À quoi ressemblera le nouveau pont Champlain ? Si de premières esquisses ont été dévoilées par Infrastructure Canada, le visage du nouveau pont pourrait encore évoluer. Alors que l'actuel pont Champlain faisait office de précurseur, réservant dès 1978 une voie au transport en commun, le nouveau pont mise également sur le transport collectif grâce à un tablier réservé aux autobus et à la mise en place ultérieure d'un péage autoroutier.

«Nous avons choisi de réaliser deux tabliers qui accueilleront la circulation automobile et les camions sur trois voies, tandis qu'un tablier distinct, sur deux voies, sera réservé au transport en commun et pourra ensuite être converti à un système sur rails (SLR) quand Québec en prendra la décision», explique Marc Brazeau, directeur général du projet de corridor du nouveau pont pour le Saint Laurent d'Infrastructure Canada. Selon lui, un des défis est «de ne pas restreindre les options qu'aura l'AMT à l'avenir, sans connaître exactement les spécificités techniques d'un futur SLR». C'est pourquoi le projet a déjà prévu la présence d'accotements d'une largeur suffisante pour accueillir un autobus et permettre l'ajout d'un SLR.

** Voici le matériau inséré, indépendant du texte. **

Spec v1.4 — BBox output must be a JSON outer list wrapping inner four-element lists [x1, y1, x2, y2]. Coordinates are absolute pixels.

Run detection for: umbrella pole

La présence d'un péage autoroutier, dont le tarif fait encore l'objet de discussions, visera à rembourser en partie l'investissement de 3 à 5 milliards de dollars (G$) réalisé par le gouvernement fédéral. «Le péage sera comparable à ce qu'on voit actuellement dans la région de Montréal», précise M. Brazeau. Pour passer le pont de l'A25, par exemple, il en coûte de 1,88 $ à 2,50 $ par passage selon le moment de la journée. Ces frais s'élèvent à 5,20 $ pour les véhicules qui ne sont pas équipés d'un transpondeur.